We discovered from their own words that the idea sparkled in a very unforeseen way during one of their journeys in Venice soon after they were appointed to curate the show. It arose with the observation of the Doge Palace wrapped in the typical Venetian fog. The Irish architects curating the 16th Mostra di Architettura di Venezia are the founders and principals of Grafton Architects (Ireland), a celebrated practice that in Italy has signed the new University Bocconi in Milan. The practice is very devoted to learning either by building campuses and by having intensive teaching programs.

 

The Biennale opens on May 26 and close on November 25th, 2018 after a couple of days of meetings with International architects (on Nov. 24 there will be exactly the one telling why Earth is the ultimate ‘client’).

 

After the booming figures recorded (also thanks to non-architect visitors) in the last Architecture Biennale curated by the Chilean Alejandro Aravena, the Italian cultural institution insists with the formula to consider architecture the most political form of art where citizens are called to an outstanding role, according to what declared today by the Biennale Chairman Paolo Baratta: to ask the most important questions, and the right ones whereas the institutions are not able to or are not sufficient for the task.

 

Architecture, therefore, is the antidote to dependance and to conformism. If we look carefully again to the renewed architecture show format - which has been designed by Koolhaas who rebranded it exactly in the edition occurring during the Milan World Expo bringing the festival to the challenging duration of six months - it embodies also the minor sisters (the Dance, Theatre and Music Biennales) and the worldly famous Movie festival. There is a roster of freshly designed formulas to visit all the festivals at once with flexible ticket entrances (and the Biennale Education sessions have been confirmed also this year and allow universities from everywhere in the world to visit the festival with dedicated programs).

 

Farrell and McNamara announced that the invited architects are 71, further those grouped in two special sections they invented: Close Encounters, meeting with remarkable projects with other 16 architects, The Practice of Teaching with other 13. They’d moved on the idea to do not show any project prior to the opening of the gate on May 26, because they want to ‘gift the immense surprise to come in Venice and see the outputs’.

 

With regards to the National participations, we will find them almost all gathered in Giardini and Arsenale this time (65 already present nations and 7 new ones: Antigua&Barbuda, Saudi Arabia, Guatemala, Lebanon, Mongolia, Pakistan, Holy Seed which will be not in Arsenale but in San Giorgio Maggiore, the Cini’s family island in front of San Marco Square). 

 

At the time we write, the collateral events have been not yet communicated.

 

Among the invited architects, many are the returning firms: the previous curators like Elemental Studio by Aravena and SANAA by Sejima and Nishizawa, the artists-activists Assemble we’d already reviewed and also invited by Aravena on the last edition, then Siza, the Catalan practice EMBT, the Crimson, Chipperfield studio (working on the enlargement of the Venice Cemetery), BIG, Diller Scofidio+Renfro, Odile Decq and a few others.

 

There is the curious return of small Italian studio  (like the Sicilian Grasso Cannizzo) or the presence of far away realities like Room 11 (Tasmania, Australia) and the Vietnamese VTN Architects. 

 

If to hide the projects is fundamental for the surprise, the two curators were very generous in telling with care and with many details all the buildings or designs which touched them and inspired all along the preparation of the manifesto and then of the exhibition where they’re just sad to have been not able to invite more colleagues.

 

Their idea of architecture is the one of a ‘community’ and so the invited colleagues are just a ‘sample’ of the rests. 

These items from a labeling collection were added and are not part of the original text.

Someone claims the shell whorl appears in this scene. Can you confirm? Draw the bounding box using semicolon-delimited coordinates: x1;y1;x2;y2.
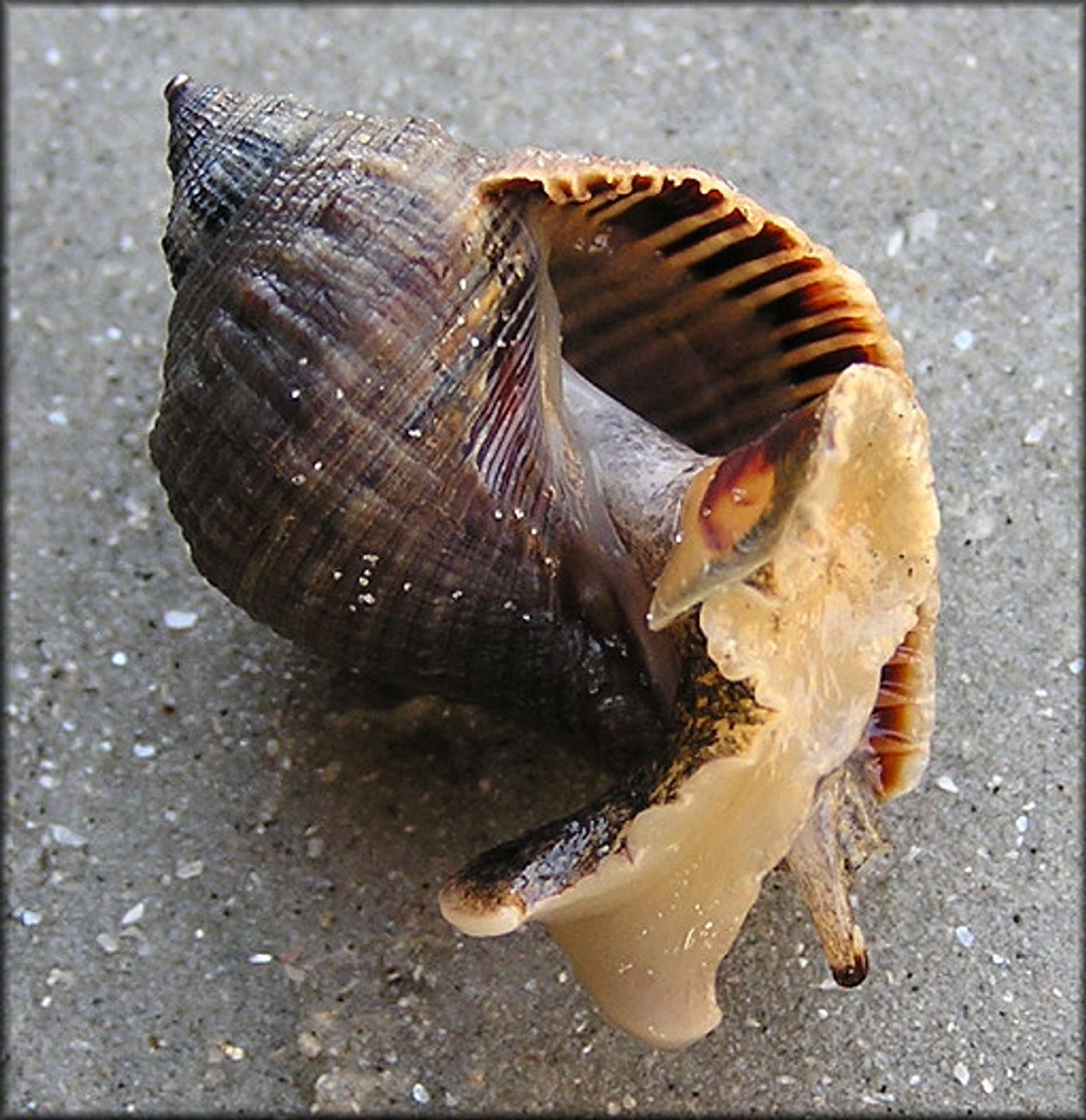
150;78;938;1046
151;80;900;752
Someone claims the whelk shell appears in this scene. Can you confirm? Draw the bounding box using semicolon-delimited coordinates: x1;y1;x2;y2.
151;76;938;1047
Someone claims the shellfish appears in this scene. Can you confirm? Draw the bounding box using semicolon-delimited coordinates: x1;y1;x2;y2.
150;76;938;1047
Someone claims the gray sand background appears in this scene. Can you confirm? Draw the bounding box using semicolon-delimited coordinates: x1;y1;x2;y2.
5;5;1084;1115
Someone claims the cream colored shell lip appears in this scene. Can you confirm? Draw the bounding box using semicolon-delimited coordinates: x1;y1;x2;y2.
442;366;938;1049
150;75;938;1049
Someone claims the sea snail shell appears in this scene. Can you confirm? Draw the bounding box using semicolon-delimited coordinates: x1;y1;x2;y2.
151;76;938;1047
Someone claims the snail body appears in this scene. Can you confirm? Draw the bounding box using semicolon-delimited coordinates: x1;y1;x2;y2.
151;78;938;1046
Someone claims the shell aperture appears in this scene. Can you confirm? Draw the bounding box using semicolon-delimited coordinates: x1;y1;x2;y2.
151;78;938;1047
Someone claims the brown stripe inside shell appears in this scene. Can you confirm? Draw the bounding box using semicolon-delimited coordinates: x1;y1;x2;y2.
484;152;902;454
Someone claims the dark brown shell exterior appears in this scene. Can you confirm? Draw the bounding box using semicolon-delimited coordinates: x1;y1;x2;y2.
151;80;901;770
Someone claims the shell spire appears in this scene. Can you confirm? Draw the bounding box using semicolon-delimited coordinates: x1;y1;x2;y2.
162;74;325;288
150;75;938;1049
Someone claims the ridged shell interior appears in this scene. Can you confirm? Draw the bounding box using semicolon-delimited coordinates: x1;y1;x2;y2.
490;366;938;1047
482;151;904;452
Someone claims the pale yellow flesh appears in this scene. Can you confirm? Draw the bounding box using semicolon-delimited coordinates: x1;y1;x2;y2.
445;366;938;1049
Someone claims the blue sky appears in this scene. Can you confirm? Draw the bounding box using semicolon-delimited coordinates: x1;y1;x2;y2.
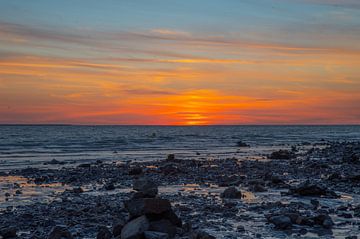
0;0;360;124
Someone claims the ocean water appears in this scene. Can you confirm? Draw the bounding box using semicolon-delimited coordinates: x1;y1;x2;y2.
0;125;360;171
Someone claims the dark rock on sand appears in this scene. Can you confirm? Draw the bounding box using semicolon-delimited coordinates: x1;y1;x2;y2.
268;215;292;230
47;226;73;239
104;182;115;191
0;227;16;239
133;178;158;198
149;219;176;238
220;187;242;198
289;180;339;198
129;166;143;175
144;231;169;239
268;149;295;159
236;141;250;147
121;216;150;239
193;231;216;239
112;219;126;237
313;214;334;229
160;163;180;175
166;154;175;161
96;226;112;239
125;198;171;217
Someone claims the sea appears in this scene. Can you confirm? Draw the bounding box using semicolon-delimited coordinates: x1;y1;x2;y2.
0;125;360;172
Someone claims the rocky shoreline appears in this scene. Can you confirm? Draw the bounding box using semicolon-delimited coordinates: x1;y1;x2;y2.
0;142;360;239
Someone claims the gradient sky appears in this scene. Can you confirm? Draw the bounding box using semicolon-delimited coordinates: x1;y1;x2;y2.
0;0;360;125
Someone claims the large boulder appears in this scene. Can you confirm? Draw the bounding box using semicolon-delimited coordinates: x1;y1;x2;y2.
268;149;295;159
0;227;16;239
112;218;126;237
129;166;143;175
220;187;242;199
289;181;339;198
268;215;292;230
125;198;171;217
47;226;73;239
144;231;169;239
149;219;176;238
96;226;112;239
133;178;158;198
121;216;150;239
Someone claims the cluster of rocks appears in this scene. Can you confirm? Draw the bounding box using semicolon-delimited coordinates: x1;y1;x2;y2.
118;178;213;239
268;149;296;159
266;212;334;230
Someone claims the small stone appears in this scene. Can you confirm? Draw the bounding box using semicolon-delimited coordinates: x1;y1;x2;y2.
112;219;126;237
129;166;142;175
96;226;112;239
220;186;242;199
133;178;158;197
47;226;73;239
268;215;292;230
0;227;17;239
144;231;169;239
121;216;149;239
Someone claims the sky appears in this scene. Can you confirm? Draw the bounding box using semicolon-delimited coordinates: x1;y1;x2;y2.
0;0;360;125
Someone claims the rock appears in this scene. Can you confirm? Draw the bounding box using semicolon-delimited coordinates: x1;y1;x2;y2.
268;149;295;159
268;215;292;230
44;159;66;165
72;187;84;194
289;181;339;198
125;198;171;217
312;214;334;229
47;226;73;239
149;219;176;238
193;231;216;239
220;187;242;198
250;184;267;192
236;141;250;147
112;219;126;237
133;178;158;198
96;226;112;239
78;163;91;168
121;216;150;239
104;183;115;191
129;166;142;175
160;163;180;175
144;231;169;239
0;227;17;239
166;154;175;161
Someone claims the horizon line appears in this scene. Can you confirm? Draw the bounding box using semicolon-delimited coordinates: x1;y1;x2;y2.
0;123;360;127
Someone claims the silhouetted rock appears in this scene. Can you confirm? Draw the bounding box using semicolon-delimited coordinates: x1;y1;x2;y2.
125;198;171;217
149;219;176;238
220;187;242;198
0;226;17;239
112;219;126;237
96;226;112;239
48;226;73;239
289;181;339;197
129;166;143;175
133;178;158;198
268;149;295;159
121;216;150;239
268;215;292;230
144;231;169;239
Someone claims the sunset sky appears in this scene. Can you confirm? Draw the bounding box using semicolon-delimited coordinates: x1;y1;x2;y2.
0;0;360;125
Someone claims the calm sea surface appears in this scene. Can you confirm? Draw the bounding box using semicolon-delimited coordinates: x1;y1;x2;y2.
0;126;360;170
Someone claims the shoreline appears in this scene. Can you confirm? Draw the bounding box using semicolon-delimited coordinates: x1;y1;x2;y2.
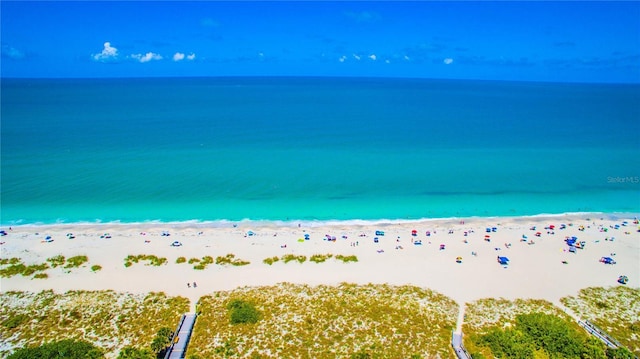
0;212;640;228
0;213;640;303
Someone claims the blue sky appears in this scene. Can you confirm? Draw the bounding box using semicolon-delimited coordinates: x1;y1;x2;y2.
0;0;640;83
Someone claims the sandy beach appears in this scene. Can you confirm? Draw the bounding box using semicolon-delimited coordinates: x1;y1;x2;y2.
0;214;640;303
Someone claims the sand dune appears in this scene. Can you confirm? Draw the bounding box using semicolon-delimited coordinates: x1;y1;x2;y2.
0;214;640;303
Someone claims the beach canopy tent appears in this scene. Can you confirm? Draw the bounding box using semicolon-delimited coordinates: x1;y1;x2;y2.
600;257;616;264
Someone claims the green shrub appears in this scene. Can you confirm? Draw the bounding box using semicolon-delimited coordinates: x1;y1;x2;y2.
282;254;307;263
7;339;104;359
309;254;333;263
64;256;89;268
476;313;605;358
336;254;358;263
47;255;66;268
117;347;156;359
124;254;168;267
227;299;260;324
0;263;27;278
2;314;29;329
0;257;22;266
216;253;249;266
262;256;280;265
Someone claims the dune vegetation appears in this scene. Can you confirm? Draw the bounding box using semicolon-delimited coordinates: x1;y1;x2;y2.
262;253;358;265
0;255;100;279
124;254;167;268
560;286;640;356
0;291;189;357
187;283;458;359
463;299;637;359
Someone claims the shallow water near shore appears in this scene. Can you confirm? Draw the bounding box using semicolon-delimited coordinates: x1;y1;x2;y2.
0;78;640;225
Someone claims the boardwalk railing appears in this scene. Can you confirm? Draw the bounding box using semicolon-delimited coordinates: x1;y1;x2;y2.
578;320;622;349
451;331;471;359
164;314;197;359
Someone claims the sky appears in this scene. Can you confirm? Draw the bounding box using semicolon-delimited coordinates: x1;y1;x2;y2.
0;0;640;83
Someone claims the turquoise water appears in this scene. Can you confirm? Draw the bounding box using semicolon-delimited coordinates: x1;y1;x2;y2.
0;78;640;224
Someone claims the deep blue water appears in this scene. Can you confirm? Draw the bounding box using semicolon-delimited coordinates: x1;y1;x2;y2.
0;78;640;224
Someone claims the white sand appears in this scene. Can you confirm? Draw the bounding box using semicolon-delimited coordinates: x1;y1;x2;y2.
0;214;640;303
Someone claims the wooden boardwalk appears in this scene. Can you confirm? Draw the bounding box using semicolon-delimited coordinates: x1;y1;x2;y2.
164;313;197;359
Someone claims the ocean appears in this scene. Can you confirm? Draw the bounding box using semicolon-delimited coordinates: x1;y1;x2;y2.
0;77;640;225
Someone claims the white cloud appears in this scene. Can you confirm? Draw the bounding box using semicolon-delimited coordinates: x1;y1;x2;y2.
131;52;162;63
173;52;184;61
344;11;380;22
91;41;118;62
2;44;24;60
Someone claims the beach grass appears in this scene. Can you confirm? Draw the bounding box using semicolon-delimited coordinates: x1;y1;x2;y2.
0;255;100;279
216;253;250;266
462;298;582;358
47;254;67;268
0;290;189;357
187;283;458;358
309;254;333;263
560;286;640;356
64;256;89;268
124;254;167;267
262;256;280;265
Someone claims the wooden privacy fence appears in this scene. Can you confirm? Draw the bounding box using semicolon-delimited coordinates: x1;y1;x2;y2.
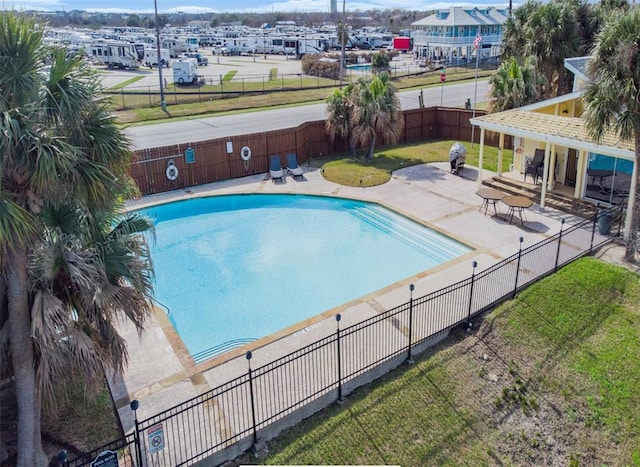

How did they select the names and the projects? They clarified that the fame was not a criterion. They indeed stressed on the importance of the following criteria: to stick to the manifesto ideas, to have had projects which kept themselves very alive and positively over the passing of the time, to have had very innovative ideas.

 

Natural light and the power of nature either as unpredictable element and as untiring source of inspiration are also other topics of the manifesto we will see ‘acted’ in the show and also in the long roster of conferences and debates which will happen mostly in the weekends (Meeting on Architecture: each of them dedicated to a chapter of the manifesto).

 

Some inspirational paths? The spiral of time and reason admired by the Irish pair in some buildings of the remote past, for instance thanks to the repeated observations of Siracusa Dome, or thanks to the in situ lessons to their students on the importance of the bricks via some masterpieces like the Albi Cathedral or the Le Thoronet Abbey.

 

There is equal room in the manifesto and in the show for the elegance and sophisticated functionality like the one seen in the windows of Santa Maria della Porta building (author the Architect Portaluppi, the site is in Milan and they should have deeply admired it once working on Bocconi site)

If the inspirations are coming from housing, for sure they came also from Ivry sul Seine where the landscape has been brought to the project to the extent able to make the habitat - and the entire design - nobler. So forth, also the Gallarate Housing by Aymonino/Rossi which unsurpassed intuitions made of it an habitat of a rare intensity, embodying that ‘theatrical’ aptitude marked as crucial asset in Freespace.

 

They also named their Bocconi building (or their Utec Campus in Lima) as a good example of ‘freespace’ in the sense they ‘gift’ a ‘free space’ to the communities exactly where is normally not found, at the level of offices or shops. The ‘freed’ space in these kinds of projects is either a meaning and a reality. They did not forget also to quote one of the most renewed Brazilian architects, Lina Bo Bardi and especially her Museu de Arte (San Paolo).

 

Last but not least, they also tactically inserted in Freespace ‘the pleasure of the trees’ as a memento mori. It is not just and not exclusively the fact that it’s a very solid building material but because is a theorem to survive and to avoid selfishness: they quoted an elder person who planted trees even if he will never enjoy the freshness of their shade. The gift to future generations allows the Irish curators to come back to the essence of their manifesto: architecture has to be set as a ‘gift’ beyond any constraint (clients, and so on). A gift including the perception of life itself on the earth after architecture. A gift addressed to who uses architecture commissioned in that specific place and for a specific use and to those who aren’t. It is a very uncanny, unpublished conception which includes - to use their words - a sense of humanity and a kindness in spirit.

 

Once getting on the translation of the word ‘freespace’ in the various languages composing the participants to this exhibit, both underlined that the act of translating the title (that constitutes the logo of the show) is much more than a due act of style for an international festival.

It stand indeed as the main quality architecture should have: to translate a space and be able to reframe all the additional components. For them, architecture should always be the translation of needs.

 

The Irish curators wrote the manifesto thanks to a journey they accomplished before selecting the invited colleagues, either in their world and in the city hosting the festival (Venice). A journey enabling them to go back in longly explored before sites not only as architects but also as teachers (both extensively teach and are jurors for International awards).

 

 

Europe under the Russian blizzard made impossible for the pair to reach Venice for the second press presentation: both were locked in their respective houses and talked via skype, also replying to the questions of the audience (if the tempest will be still on, the Biennale team will be not able to reach Ireland for the press presentation within two days). The accident gave them again the occasion to point in a televised press debate with a very fervent vehemence that we are not independent from nature, in any way.